Health Econ Rev ; 10(1): 10, 2020 Apr 21.
Artículo en Inglés | MEDLINE | ID: mdl-32319016

RESUMEN

BACKGROUND: Mapping algorithms can be used to generate health state utilities when a preference-based instrument is not included in a clinical study. Our aim was to investigate the external validity of published mapping algorithms in non-small cell lung cancer (NSCLC) between the EORTC QLQ-C30 and EQ-5D instruments and to propose methodology for validating any mapping algorithms. METHODS: We conducted a targeted literature review to identify published mappings, then applied these to data from the osimertinib clinical trial programme.

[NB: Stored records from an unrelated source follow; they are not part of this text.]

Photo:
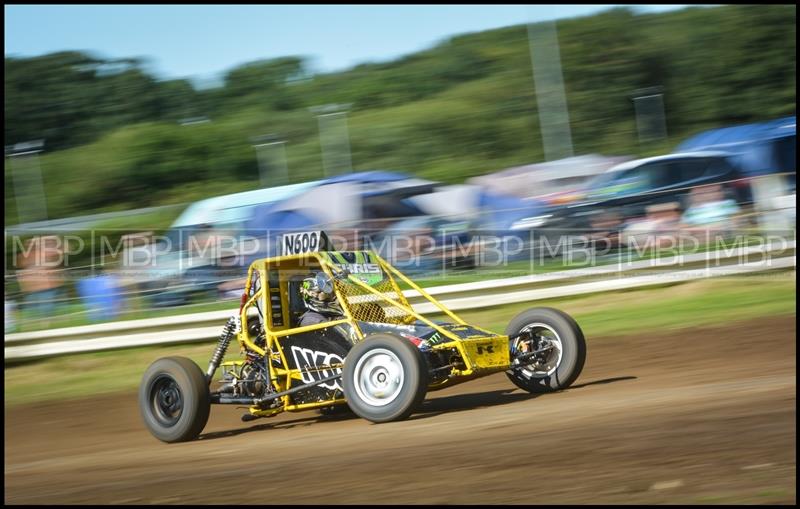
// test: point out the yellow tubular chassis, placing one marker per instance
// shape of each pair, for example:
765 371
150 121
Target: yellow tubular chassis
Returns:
267 288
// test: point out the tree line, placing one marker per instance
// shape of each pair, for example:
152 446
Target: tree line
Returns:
464 107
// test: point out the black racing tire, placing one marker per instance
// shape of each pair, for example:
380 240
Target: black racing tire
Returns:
573 350
381 363
174 399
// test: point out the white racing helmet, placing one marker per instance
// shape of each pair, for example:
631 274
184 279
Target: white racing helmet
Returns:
318 295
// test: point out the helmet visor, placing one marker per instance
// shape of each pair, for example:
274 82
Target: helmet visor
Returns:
324 283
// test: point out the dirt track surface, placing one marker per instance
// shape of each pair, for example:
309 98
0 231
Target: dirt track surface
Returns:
691 416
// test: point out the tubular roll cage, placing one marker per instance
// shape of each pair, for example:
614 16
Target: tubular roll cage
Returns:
283 377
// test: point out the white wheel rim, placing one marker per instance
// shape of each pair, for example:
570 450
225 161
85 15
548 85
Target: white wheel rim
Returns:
553 359
379 377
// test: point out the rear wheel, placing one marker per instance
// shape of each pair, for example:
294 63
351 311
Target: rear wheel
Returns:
174 399
561 343
384 378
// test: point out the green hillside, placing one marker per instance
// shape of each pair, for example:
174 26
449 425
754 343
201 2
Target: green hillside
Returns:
464 107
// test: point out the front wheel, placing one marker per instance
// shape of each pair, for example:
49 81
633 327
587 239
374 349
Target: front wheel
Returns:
385 378
559 339
174 400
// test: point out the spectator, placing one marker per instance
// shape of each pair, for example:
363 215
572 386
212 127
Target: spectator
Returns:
39 278
708 208
658 228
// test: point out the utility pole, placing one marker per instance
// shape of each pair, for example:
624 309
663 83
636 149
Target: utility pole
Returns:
271 153
650 122
334 138
27 176
551 101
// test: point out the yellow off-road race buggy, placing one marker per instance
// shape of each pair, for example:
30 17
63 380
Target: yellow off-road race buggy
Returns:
379 358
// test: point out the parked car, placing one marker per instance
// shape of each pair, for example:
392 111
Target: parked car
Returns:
628 189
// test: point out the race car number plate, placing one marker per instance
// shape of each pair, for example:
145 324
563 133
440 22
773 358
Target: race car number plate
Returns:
304 242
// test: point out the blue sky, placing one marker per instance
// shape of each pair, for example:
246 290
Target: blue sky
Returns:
203 41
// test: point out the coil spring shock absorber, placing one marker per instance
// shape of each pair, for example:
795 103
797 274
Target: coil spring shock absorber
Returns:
224 340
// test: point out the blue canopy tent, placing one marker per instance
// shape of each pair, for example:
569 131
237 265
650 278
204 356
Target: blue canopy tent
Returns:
761 148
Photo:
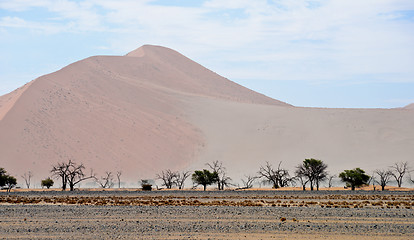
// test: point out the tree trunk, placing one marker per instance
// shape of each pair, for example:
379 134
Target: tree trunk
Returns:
63 184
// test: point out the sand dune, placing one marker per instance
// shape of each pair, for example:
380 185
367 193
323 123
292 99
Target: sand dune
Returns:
410 106
155 109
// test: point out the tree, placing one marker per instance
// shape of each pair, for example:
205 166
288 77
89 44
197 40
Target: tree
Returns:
27 177
354 178
11 182
384 176
70 173
248 181
277 178
300 175
398 171
48 182
107 181
314 170
7 180
180 179
61 170
204 178
118 176
223 179
330 178
3 174
168 177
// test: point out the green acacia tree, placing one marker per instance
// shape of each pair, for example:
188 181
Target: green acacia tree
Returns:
354 178
312 169
205 178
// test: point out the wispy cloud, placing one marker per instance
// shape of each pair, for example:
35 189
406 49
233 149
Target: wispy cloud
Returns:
316 40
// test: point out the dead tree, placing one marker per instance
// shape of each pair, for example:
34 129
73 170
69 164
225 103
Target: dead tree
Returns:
61 171
398 171
27 177
248 181
276 177
330 178
180 178
106 181
70 173
118 176
384 177
217 167
168 177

Performance of the algorithms was evaluated using the mean absolute error, root mean squared error, and graphical techniques for the observed versus predicted EQ-5D utilities. These statistics were also calculated across the range of utility values (as well as ordinary least squares and quantile regression), to investigate how the mappings fitted across all values, not simply around the mean utility. RESULTS: Three algorithms developed in NSCLC were identified. The algorithm based on response mapping (Young et al., 2015) fitted the validation dataset across the range of observed values with similar fit statistics to the original publication (overall MAE of 0.087 vs 0.134). The two algorithms based on beta-binomial models presented a poor fit to both the mean and distribution of utility values (MAE 0.176, 0.178). CONCLUSIONS: The validation of mapping algorithms is key to demonstrating their generalisability beyond the original dataset, particularly across the range of plausible utility values (not just the mean) - perceived patient similarity being insufficient. The identified algorithm from Young et al. performed well across the range of EORTC scores observed, and thus appears most suitable for use in other studies of NSCLC patients.